Dad, y se os dará; medida buena, apretada, remecida y rebosando darán en vuestro regazo; porque con la misma medida con que medís, os volverán a medir. Lucas 6:38.

Los que entregan sus vidas en un ministerio como el de Cristo, saben el significado de la verdadera felicidad. Sus intereses y sus oraciones alcanzan mucho más allá de la esfera del interés egoísta. Ellos mismos crecen a medida que procuran ayudar a otros. Se familiarizan con los planes más amplios y las empresas más inspiradoras, y ¿cómo podrían hacer otra cosa sino crecer, al colocarse en el divino canal de luz y bendición? Los tales reciben sabiduría del cielo. Se identifican más y más con Cristo en todos sus planes. No hay oportunidad para el estancamiento espiritual. La ambición egoísta y la búsqueda de lo propio son reprendidas por el constante contacto con los absorbentes intereses y las superiores aspiraciones que pertenecen a las actividades superiores y santas.—Testimonies for the Church 9:42.
Los seres celestiales están listos para cooperar con nosotros, a fin de revelar al mundo lo que pueden llegar a ser los seres humanos, y lo que puede cumplirse por su influencia, para la salvación de las almas que están a punto de perecer. Una persona verdaderamente convertida está tan llena del amor de Dios, que anhela comunicar a otros el gozo que posee. El Señor desea que su iglesia manifieste al mundo los esplendores de la santidad y que demuestre el poder de la religión cristiana. El cielo se ha de reflejar en el carácter del cristiano. El cántico de agradecimiento y alabanza debe ser oído por aquellos que están en las tinieblas. Esforzándonos por hacer bien a otros, hemos de expresar nuestra gratitud por las buenas nuevas del Evangelio, por las promesas que encierra y las seguridades que nos da. Al realizar esta obra, impartiremos rayos de justicia celestial a las almas cansadas, inquietas y dolientes. Este ministerio es como un manantial abierto al viajante cansado y sediento. Los ángeles de Dios asisten a cada obra de misericordia y amor.

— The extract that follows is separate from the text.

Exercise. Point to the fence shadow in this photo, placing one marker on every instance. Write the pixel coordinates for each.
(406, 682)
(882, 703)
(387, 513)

La obra de Cristo debe servirnos de ejemplo. Continuamente iba de un lugar a otro haciendo bienes. En el templo y en la sinagoga, en las calles de las ciudades, en los mercados y en los talleres, a la orilla del mar y sobre los montes, predicaba el Evangelio y sanaba a los enfermos. Su vida de servicio desinteresado debe servirnos de manual. Su tierno amor compasivo condena nuestro egoísmo y la dureza de nuestro corazón.
Dondequiera fuera, Jesús esparcía bendiciones a su paso. Entre los que profesan creer en él, ¿cuántos hay que han aprendido sus lecciones de bondad, tierna compasión y amor desinteresado? Oídle dirigiéndose a los que están débiles, cansados y desvalidos: “Venid a mí todos los que estáis trabajados y cargados, que yo os haré descansar”. Mateo 11:28. Nada podía cansar su paciencia, ni reprimir su amor.—Joyas de los Testimonios 3:298-299.